Rezension zu "Blutrosen"




Hier ein paar Daten zum Buch:

Titel: Blutrosen
Autor: Monika Feth
Verlag: cbt
Preis: eBook 13,99 € / Gebunden 17,99 €
Erscheinungsdatum: 17. April 2017
Anzahl der Seiten: 512

Serie: Die Romy-Thriller





Rezension

Romy ist verliebt, und das bis über beide Ohren. Doch das Liebe auch in eine gefährliche Richtung gehen kann, merkt die junge Volontärin erst, als sie Fleur kennenlernt. Fleur lebt in einem Frauenhaus, da ihr Freund Mikael extrem und gefährlich ist. Seine Eifersucht kennt keine Grenzen und diese bringt ihn auch oft dazu, auszurasten und kriminelle Dinge zu tun.
Als Fleur endlich angekommen ist und sich langsam wieder etwas sicherer fühlt, schockt ein Mord das gesamte Frauenhaus und Fleur ist sich sicher, Mikael hat sie gefunden. Kann ihre neue Freundin Romy Fleur beschützen? Oder wird er sie wieder mitnehmen?

Das Cover zeigt eine Rose, deren Kopf blutrot ist, während der Rest des Bildes in Grautönen gehalten ist. Er wirkt sehr realistisch und echt, ein bisschen, als könnte man die Rose direkt berühren.

Romy liebt ihren Job bei der Zeitung und geht voll in ihren Reportagen auf. Sie ist mit Leib und Seele dabei und hat sich dadurch schon in die ein oder andere gefährliche Situation gebracht. Doch Romy denkt gar nicht daran, etwas an ihrer Vorgehensweise und ihrem Enthusiasmus zu ändern, sondern sie stürzt sich bereits in das nächste Abenteuer. In Fleur findet sie eine Freundin, die sie unterstützt und deren Geschichte sie sehr bewegt.

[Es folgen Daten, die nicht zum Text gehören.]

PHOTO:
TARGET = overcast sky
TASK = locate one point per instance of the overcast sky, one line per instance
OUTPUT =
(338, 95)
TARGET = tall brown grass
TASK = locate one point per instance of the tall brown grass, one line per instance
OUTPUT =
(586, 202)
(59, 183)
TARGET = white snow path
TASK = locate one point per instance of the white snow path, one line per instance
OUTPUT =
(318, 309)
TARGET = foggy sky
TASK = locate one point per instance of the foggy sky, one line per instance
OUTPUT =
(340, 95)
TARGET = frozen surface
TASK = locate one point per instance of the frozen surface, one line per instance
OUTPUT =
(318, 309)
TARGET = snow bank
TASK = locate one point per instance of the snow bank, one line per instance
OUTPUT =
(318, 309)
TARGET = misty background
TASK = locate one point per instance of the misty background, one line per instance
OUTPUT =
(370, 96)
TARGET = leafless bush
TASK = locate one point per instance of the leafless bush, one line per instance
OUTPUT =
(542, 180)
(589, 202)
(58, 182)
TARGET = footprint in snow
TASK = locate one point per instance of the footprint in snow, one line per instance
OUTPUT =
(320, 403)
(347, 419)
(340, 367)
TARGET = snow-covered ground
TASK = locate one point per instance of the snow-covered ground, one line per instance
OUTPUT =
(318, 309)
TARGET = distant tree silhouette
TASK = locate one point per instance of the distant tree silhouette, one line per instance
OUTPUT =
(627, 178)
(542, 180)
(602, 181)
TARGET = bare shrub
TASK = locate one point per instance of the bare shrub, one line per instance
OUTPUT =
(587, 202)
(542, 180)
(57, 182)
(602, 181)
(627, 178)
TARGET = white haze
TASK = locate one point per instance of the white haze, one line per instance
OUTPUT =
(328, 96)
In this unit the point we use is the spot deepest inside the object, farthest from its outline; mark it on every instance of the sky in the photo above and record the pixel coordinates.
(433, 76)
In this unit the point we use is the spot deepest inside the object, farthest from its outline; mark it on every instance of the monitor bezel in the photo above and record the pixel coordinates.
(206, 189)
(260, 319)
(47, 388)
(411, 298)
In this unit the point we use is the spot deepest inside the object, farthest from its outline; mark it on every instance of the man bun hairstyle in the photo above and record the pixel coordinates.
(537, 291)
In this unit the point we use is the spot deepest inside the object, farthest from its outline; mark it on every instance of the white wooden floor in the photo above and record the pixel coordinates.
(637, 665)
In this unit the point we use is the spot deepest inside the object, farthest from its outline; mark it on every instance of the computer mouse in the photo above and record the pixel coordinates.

Romys Freund sorgt sich um sie, da sie sich bereits in ihrem Thema verliert und nicht sachlich an den Artikel rangeht, sondern schon wieder befangen und mittendrin ist.

Fleur musste bereits ihr gesamtes Leben lang kämpfen. Sie kennt das Leben auf der Straße und weiß, wie es ist, absolut nichts zu haben. Mittlerweile lebt sie in einem Frauenhaus, doch sie fühlt sich nirgends sicher. Ständig packt sie die Angst, verfolgt zu werden. Sie ist traumatisiert und es fällt ihr schwer, ihren Platz in der Welt zu finden. Ich finde Fleur sehr beeindruckend, da sie trotz ihrer Vergangenheit, oder vielleicht gerade deswegen, nicht aufgibt, sie mutig ist und Kampfgeist zeigt.

Mikael hat eine extrem psychopathische Art an sich. Er ist besitzergreifend, beängstigend und nicht zu stoppen. Wenn er sich etwas in den Kopf gesetzt hat, zieht er dies durch, ohne Rücksicht auf Verluste. Gerade diese Eigenschaft macht ihn besonders gefährlich.

Bert Melzig war von Anfang an mein Lieblingsprotagonist. Der Kommissar arbeitet sehr routiniert, sorgfältig und ist clever. Sobald er an einem Fall dran ist, gibt es für ihn nur noch eines - den Täter finden und den Fall klären, koste es, was es wolle. Dabei ist Bert Melzig aber nicht nur ein professioneller Polizist, sondern auch ein liebevoller, herzlicher Mensch. Er wirkt sehr väterlich, hat eine sanfte Seite und ein großes Herz.

Aufwühlend, ergreifend und nervenzerreißend, ein neuer Romy-Thriller, der unter die Haut geht.